Frank Hynes started as a teenage turnkey at the Atlanta drunk tank and ended up becoming worldwide director of security at Coca Cola.
Friends and family members describe an enthusiastic, competitive fellow with 11 siblings who strove to excel at all he did, whether it was making 37 tackles in a game as a 160-pound middle linebacker at Marist, becoming the youngest lieutenant in the history of Atlanta police or coming off midnight duty to walk across the street to class at Georgia State University.
“He’d go to class in his police uniform,” said his older brother, David. “I always accused him of trying to intimidate his professors.”
Hynes died June 23 of acute myeloid leukemia at his home in Gainesville. He was 68.
Brian Hitt, a retired federal law enforcement agent, met Hynes in college and later on the Atlanta force.
Early on, a captain told the two, “To do this job well, you need two bones, a backbone and a funny bone. Never lose them and you’ll go far.”
“Frank never lost either,” Hitt said.
Hynes was an early member of the Georgia Organized Crime Prevention Council, a collective that pulled together teams from metro police departments to share information. Hitt said officers from other departments were wary of the arrangement at first but warmed up once Hynes started giving them valuable tips that helped in their own cases.

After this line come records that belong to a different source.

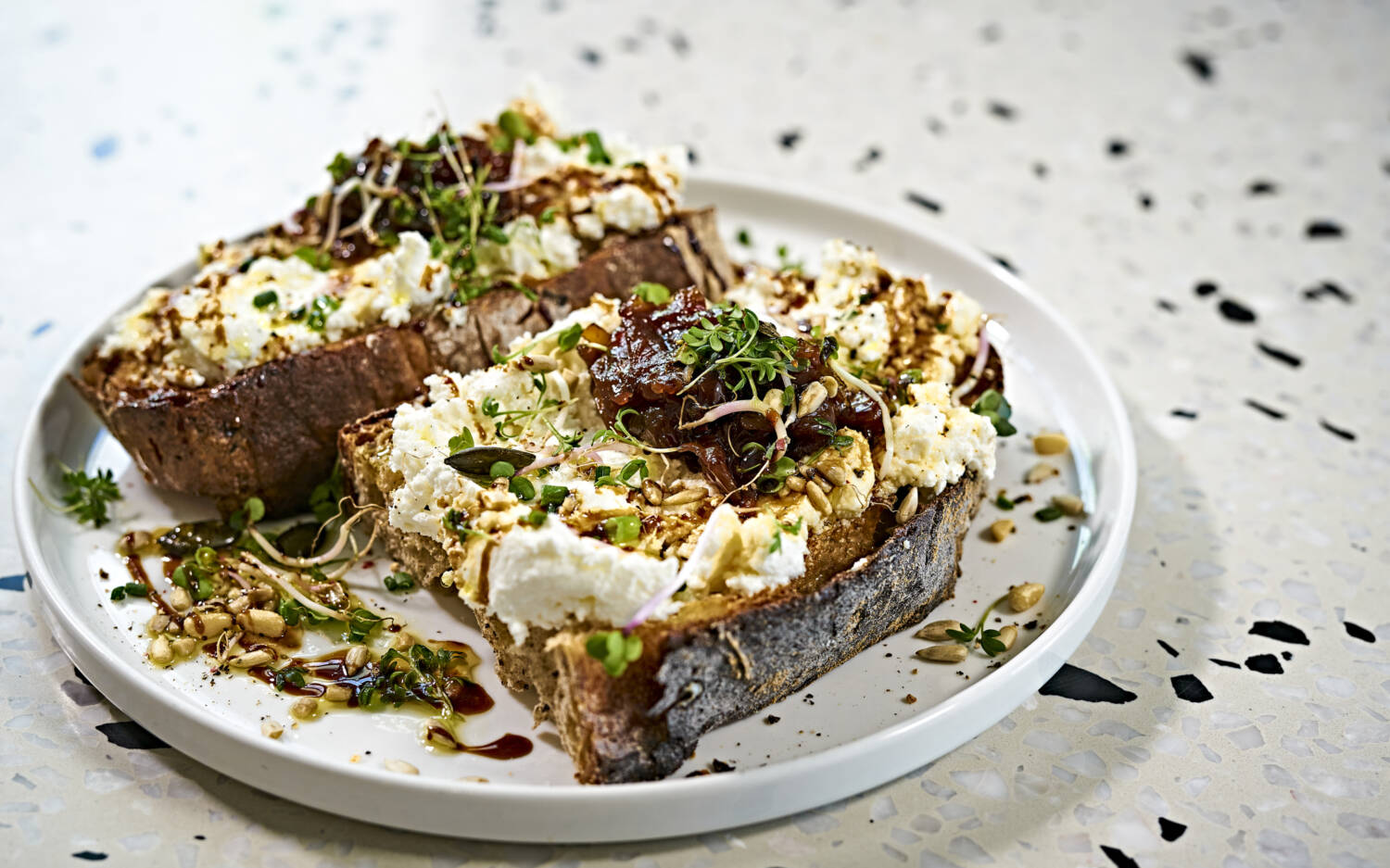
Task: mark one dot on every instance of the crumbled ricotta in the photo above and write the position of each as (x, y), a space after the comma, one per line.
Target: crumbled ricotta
(213, 328)
(937, 440)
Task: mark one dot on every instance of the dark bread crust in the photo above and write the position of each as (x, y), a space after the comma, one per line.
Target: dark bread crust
(272, 431)
(866, 579)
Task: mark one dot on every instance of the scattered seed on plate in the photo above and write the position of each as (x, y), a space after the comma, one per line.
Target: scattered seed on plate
(1050, 443)
(1023, 598)
(1070, 504)
(1001, 529)
(937, 631)
(1008, 635)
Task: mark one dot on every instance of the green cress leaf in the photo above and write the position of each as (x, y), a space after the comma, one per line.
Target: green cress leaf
(552, 496)
(995, 408)
(623, 529)
(461, 440)
(522, 487)
(653, 294)
(516, 125)
(86, 497)
(613, 650)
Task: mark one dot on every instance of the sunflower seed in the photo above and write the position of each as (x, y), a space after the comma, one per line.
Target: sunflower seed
(1050, 443)
(305, 709)
(812, 399)
(937, 631)
(252, 659)
(944, 653)
(161, 653)
(1008, 635)
(1023, 598)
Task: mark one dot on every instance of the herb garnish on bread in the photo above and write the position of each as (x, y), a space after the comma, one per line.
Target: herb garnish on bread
(667, 515)
(420, 256)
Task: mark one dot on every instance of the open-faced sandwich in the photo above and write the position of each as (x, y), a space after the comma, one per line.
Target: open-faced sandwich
(669, 512)
(417, 258)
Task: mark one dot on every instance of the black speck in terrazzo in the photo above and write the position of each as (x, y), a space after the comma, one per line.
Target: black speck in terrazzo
(1200, 64)
(1119, 857)
(1001, 110)
(1075, 682)
(1170, 829)
(872, 155)
(1267, 664)
(1279, 632)
(922, 202)
(1322, 228)
(1265, 409)
(130, 735)
(1192, 689)
(1356, 631)
(1003, 263)
(1342, 433)
(1284, 356)
(1328, 288)
(1234, 311)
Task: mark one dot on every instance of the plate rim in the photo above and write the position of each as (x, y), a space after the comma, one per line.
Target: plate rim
(158, 709)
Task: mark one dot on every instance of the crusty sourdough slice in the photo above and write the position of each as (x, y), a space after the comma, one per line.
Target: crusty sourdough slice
(270, 431)
(719, 659)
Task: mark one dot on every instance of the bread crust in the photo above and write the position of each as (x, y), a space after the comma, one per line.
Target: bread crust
(866, 579)
(272, 431)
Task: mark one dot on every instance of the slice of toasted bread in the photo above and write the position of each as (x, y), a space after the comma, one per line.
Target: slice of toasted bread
(719, 659)
(270, 431)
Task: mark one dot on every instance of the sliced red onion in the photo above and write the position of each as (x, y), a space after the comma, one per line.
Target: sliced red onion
(651, 606)
(981, 358)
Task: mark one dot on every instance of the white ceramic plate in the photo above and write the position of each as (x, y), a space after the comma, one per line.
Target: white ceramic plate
(847, 732)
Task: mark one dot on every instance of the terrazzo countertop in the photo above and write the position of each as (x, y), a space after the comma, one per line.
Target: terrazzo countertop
(1203, 189)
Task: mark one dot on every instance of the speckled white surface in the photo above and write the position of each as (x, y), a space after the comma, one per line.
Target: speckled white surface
(1069, 138)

This was the early 1970s before technology was widespread, so the young Hynes worked the phones and tracked down criminals and experts to create information networks.

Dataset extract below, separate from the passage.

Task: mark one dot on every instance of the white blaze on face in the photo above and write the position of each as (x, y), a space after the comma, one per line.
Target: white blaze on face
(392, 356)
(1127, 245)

Back then, Atlanta was growing and some Mafia chieftains from the North saw opportunity in the South and invested in nightclubs. Hitt said the task force’s work helped close at least two such operations.
Hynes’ effort led to his promotion to lieutenant. But there was a problem: He was too young.
“They had to pass a city ordinance because he was promoted before his 25th birthday,” Hitt said. “Frank was very innovative and threatening to some people because he came up so fast. He had vision.”
In 1974, Hynes was the police liaison with the FBI when Atlanta Constitution editor Reg Murphy was kidnapped. Murphy was freed after a couple of days, and the FBI agent in charge liked Hynes’ work ethic so much he asked the officer to come along with him to Coca-Cola to work security.
Years later, while working a case for Coke in Venezuela, Hynes fell through the roof of a building and landed on a cement pad 50 feet below, breaking numerous bones, rupturing his spleen and puncturing his lungs. He was plagued by health problems the rest of his life. Still, he rose to head security at Coke, Hitt said, before retiring and going out on his own.
Later in life, he was active with the Lake Lanier Rowing Club.
Hynes is survived by his, wife, Ann Marie Hynes, of Gainesville; son Matt of Colorado; daughters E. Ansley Hynes-Michaud and Audrey Kilinski of Atlanta; four grandchildren; brother David of Marietta; sister Catherine Hynes of Atlanta; twin sister Frances Reifler of Winston-Salem, N.C.; sister Helen Pharr of Atlanta; brother Paul of Atlanta; sister Laura Hynes Keller of New York; brother Joe of Atlanta and sister Julie Lococo of Atlanta.